ところが、4時に起き出して待ち構えているところに添乗員さんがやってきて、ドライバーさんが昨夜から近くの村に行ったまま帰って来ていないと言う。この時間まで帰って来ないということは、酔いつぶれているに違いない。私たちを運んでくれたバスのドライバーさんが連れ戻しに行き、出発は彼らが戻り次第ということになった。
もし、本当に酔いつぶれていてとても運転ができそうにないときは、奥カラコルムでホームステイをしているツアーから車とドライバーを借りてくる、ということだ。奥カラコルムまで行くとなると往復4時間近くかかってしまうという。
そんなのあり? と思ったし、それは顔に出てしまっていたらしい。
同じゲルの方に「無理して朝早く出発するよりも、ゆっくり休んで体力を回復してから出かけられるから、却って良かったね。」と言われ、確かにそのとおりだ、私がイライラしたり怒ったりするようなことじゃなかったと反省した。
お隣のゲルの前で始まったラジオ体操に混ぜてもらう。
乗馬で普段使わない筋肉を使っているので、ミシミシいう体にラジオ体操はなかなか気持ちが良い。久しぶりだし、しかも音楽がないとなると、ところどころ記憶が怪しいのはご愛敬だ。
8時30分頃から朝食だ。今朝は目玉焼きだ。
10時くらいには三々五々、四阿に乗馬のために人が集まり始めた。一方、車が帰ってくる気配がない。
添乗員さんが「ドライバーに出すべき指示はガイドからキャンプ長に伝えてもらい、キャンプ長からドライバーに言ってもらうよう手配したので、みなさんは乗馬の準備ができしだいガイドと出発してください。」と言う。このツーリストキャンプには今現在、日本語とモンゴル語の両方が判る人はガイドさんしかいないのだ。
「えー、みんなで見送ろうよ。」「大事をとった方がいいんじゃないですか。」「乗馬もいいけど、あそこに見える丘まで散歩したいなぁ。」などと口々に言われ、添乗員さんは苦笑いしている。
結局、馬の準備が整わなかったこともあり、乗馬出発は11時になった。
10時30分近くなってバスと荷物車が帰還し、すぐさま怪我をされた方と添乗員さんはウランバートルに向けて出発した。

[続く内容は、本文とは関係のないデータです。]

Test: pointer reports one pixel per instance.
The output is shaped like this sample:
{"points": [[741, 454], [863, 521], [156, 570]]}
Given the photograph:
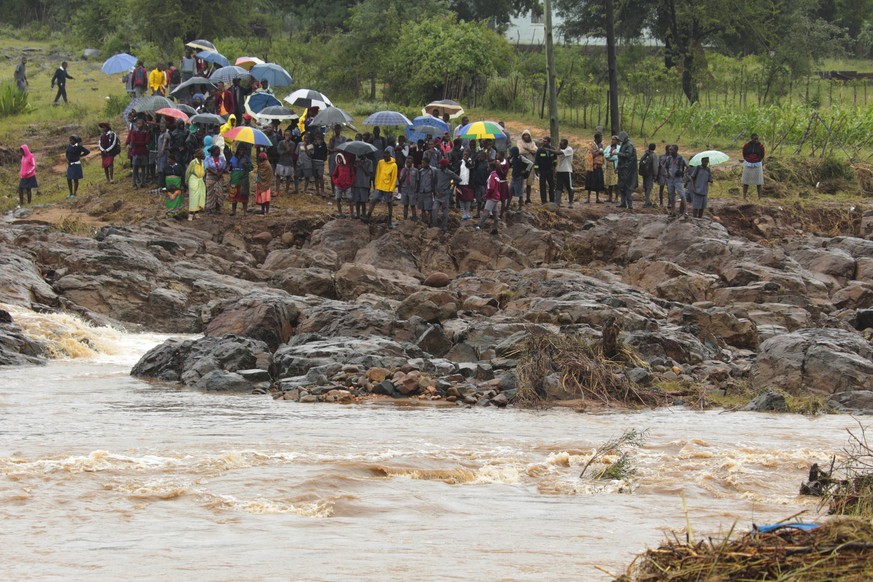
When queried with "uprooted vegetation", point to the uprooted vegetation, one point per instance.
{"points": [[553, 366], [838, 550]]}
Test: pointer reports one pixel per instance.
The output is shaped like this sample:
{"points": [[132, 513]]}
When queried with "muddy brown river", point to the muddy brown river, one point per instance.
{"points": [[103, 476]]}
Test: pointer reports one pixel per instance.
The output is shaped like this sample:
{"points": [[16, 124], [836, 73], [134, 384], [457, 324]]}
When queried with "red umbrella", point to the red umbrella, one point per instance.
{"points": [[174, 113]]}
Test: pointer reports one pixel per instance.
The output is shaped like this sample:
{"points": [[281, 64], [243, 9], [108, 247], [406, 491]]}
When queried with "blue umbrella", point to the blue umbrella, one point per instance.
{"points": [[275, 75], [258, 101], [426, 125], [214, 57], [387, 118], [120, 63], [228, 74]]}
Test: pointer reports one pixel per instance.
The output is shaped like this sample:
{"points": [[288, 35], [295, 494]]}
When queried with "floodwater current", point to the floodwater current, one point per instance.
{"points": [[107, 476]]}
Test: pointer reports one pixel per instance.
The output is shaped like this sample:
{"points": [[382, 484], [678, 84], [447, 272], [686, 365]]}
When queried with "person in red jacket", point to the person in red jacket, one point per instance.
{"points": [[343, 179], [138, 145], [492, 199], [224, 103]]}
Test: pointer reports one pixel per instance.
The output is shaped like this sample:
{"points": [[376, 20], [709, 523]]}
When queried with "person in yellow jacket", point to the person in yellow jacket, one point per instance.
{"points": [[385, 182], [158, 81]]}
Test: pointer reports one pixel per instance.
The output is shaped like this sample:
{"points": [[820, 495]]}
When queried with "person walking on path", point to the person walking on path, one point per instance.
{"points": [[675, 167], [60, 79], [385, 182], [492, 200], [27, 183], [544, 166], [194, 178], [649, 166], [594, 169], [565, 172], [700, 178], [109, 148], [263, 182], [753, 166], [75, 152], [342, 180], [446, 181], [628, 177], [21, 75]]}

出発の直前、モンゴル語の旅の指さし会話帳(市販の大きい詳しい版のもの)を2冊お持ちだった方が、1冊を添乗員さんに貸していた。私たちが、この本がウランバートルまでの道行きでとてもとても役立ったと知るのは翌日の夜遅くになってからだ。
添乗員さんは「早ければ明日の夜にここに戻ります。もしかしたら、明後日の夜にブルドで合流することになるかも知れません。」と言って出発した。
午前中の乗馬では、コーチの少年達のうちの一人の家にお邪魔することになった。彼の家はお父さんが亡くなって、コーチの少年が一家の大黒柱だ。
お母さんが、家の真ん中に置かれた缶になみなみと入っているアイラグ(馬乳酒)を振る舞ってくれる。また、一昨日ご馳走になった、バターのような生クリームのような乳製品もご馳走になる。
ゲルの中は、再び折り紙教室になった。一家は確か5人だけれど、いつの間にか子ども達が大勢集まってきて折り紙教室に参加している。
ゲルの外では、生まれたばかりの仔馬を見せて貰ったりもしていたらしい。見逃したのが残念だ。
この3回目の乗馬で、すでに私のお尻はかなりすりむけ、ヒリヒリしていた。見るのも恐ろしかったので帰国するまで見なかったけれど、この頃には真っ赤になっていたに違いない。
ツアーの中には、競技スポーツとしての自転車用パッドを持参されている方などもいて、やっぱり事前準備が肝心だと痛感した。
14時に牛とポテトを炒めたお昼ごはんを食べ、四阿でおしゃべりしたりしていたら、あっという間に午後の乗馬の時間になった。お天気が怪しくなっていて、ガイドさんから雨具の用意をするようにと指示がある。
チャップスをしているし、乗馬中に雨に降られたら迅速にレインウエアを着られるとも思えない。上下セパレートになったレインウエアのパンツの方は予め履き、上着(ポンチョ)を荷物に入れ、雨に降られたときのことを考えてカメラは持たないことにした。
まずツーリストキャンプの近くにあるオボーに向かった。
途中の草原は、眺めている分には小川の流れる普通の緑濃い草原だけれど、馬が歩くと地面が揺れる。湿地帯のようで、馬が歩くとそこから水がしみ出し、水の上に乗って浮かんでいる土が揺れる感じだ。何だか酔いそうである。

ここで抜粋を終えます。